Figure 3d shows a scatter plot of GABRB1 versus GABRA6 low, where GABRA6 is cerebellum-specific and GABRB1 is CNS-specific. The highlighted arrays are those whose descriptions contain the word 'cerebellum'. In these log-reduced data, the expression level of GABRA6 is 8-64 times higher in cerebellar tissue than in other cells. The arrays come from two series in GEO that contain large numbers of nervous system tissues. All of the arrays whose description contains the term 'cerebellum' have high expression levels of GABRA6. A small number of other arrays with other cell types have high expression of GABRA6, including a 'pons AB' sample, and two pilocytic cytomas. If we select the points where GABRB1 is above the threshold and examine them at random, they are almost all tissues from various parts of the brain.
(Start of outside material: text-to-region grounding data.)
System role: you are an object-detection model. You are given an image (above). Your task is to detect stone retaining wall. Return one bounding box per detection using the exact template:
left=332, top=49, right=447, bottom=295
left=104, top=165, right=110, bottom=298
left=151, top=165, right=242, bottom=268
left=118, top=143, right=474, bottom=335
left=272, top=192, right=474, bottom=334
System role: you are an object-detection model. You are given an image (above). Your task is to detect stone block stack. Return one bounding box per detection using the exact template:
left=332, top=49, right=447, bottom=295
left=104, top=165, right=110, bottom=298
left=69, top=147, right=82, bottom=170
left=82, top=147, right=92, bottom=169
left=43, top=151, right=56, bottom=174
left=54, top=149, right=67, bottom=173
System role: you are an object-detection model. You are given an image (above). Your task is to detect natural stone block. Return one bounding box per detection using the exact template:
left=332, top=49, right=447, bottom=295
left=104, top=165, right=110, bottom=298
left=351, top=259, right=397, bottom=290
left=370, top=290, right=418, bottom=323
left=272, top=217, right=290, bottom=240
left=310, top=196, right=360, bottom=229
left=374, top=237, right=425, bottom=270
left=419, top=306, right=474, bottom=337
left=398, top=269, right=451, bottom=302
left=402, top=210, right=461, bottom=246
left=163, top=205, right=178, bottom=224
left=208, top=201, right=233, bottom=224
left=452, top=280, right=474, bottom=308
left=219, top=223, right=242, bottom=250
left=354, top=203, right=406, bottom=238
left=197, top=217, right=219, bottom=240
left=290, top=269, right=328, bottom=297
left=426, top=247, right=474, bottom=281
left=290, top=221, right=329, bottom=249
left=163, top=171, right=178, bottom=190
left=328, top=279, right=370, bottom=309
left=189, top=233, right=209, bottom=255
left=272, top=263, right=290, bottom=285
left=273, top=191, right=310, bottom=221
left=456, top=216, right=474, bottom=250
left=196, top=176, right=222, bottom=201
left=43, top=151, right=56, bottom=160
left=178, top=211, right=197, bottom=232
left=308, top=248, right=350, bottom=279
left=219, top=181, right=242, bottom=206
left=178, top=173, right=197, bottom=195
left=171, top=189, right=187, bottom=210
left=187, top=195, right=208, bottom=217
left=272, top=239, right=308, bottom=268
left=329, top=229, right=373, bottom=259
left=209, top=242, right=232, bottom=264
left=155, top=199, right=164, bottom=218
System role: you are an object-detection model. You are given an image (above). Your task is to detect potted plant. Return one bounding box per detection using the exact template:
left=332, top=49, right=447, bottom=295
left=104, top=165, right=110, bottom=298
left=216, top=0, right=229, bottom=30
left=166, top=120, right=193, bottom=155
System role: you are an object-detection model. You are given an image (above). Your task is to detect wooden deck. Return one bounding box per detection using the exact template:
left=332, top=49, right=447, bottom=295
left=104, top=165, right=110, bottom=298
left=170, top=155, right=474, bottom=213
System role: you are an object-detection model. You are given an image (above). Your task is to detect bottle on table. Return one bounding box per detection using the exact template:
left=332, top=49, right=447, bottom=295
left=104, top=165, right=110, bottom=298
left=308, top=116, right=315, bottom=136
Many Boolean relationships are highly conserved across multiple species
The top row in Figure 4 shows that CCNB2 orthologs and BUB1B orthologs are equivalent in all three species. It is well known that both CCNB2 and BUB1B are related to the cell cycle [17, 18]. The maximum connected components of the network of equivalent relationships conserved in humans, mice, and fruit flies were examined. (A maximum connected component of an undirected graph is a set of vertices for which there is a path from every vertex to every other vertex, and there are no edges from a vertex in the connected component to another connected component. In this case, the vertices represent probesets and the edges represent Boolean equivalence relationships.) The algorithm found 13 different connected components, two of which are relatively large components. The largest component has 178 genes, including well-known cell-cycle genes such as BUB1B, EZH2, CCNA2, CCNB2 and FEN1. The genes belonging to this component were analyzed using DAVID functional annotation tools [19, 20] and were enriched for 'DNA replication' (2.03 × 10-14, 19 genes) and 'cell cycle process' (1.06 × 10-13, 30 genes) as significant Gene Ontology annotations. The functional annotation analysis also reported 'proteasome' and 'cell cycle' as significant Kyoto Encyclopedia of Genes and Genomes (KEGG) pathways for the largest component. The second largest component has 32 genes, and seems to be related to the nervous system with 'transport' (2.55 × 10-8, 16 genes) and 'synaptic transmission' (1.04 × 10-8, 8 genes) as significant Gene Ontology annotations. This component is enriched for calcium signaling pathway in the KEGG database. The list of genes for the components and the DAVID functional annotation results are included in Additional data files 2-6.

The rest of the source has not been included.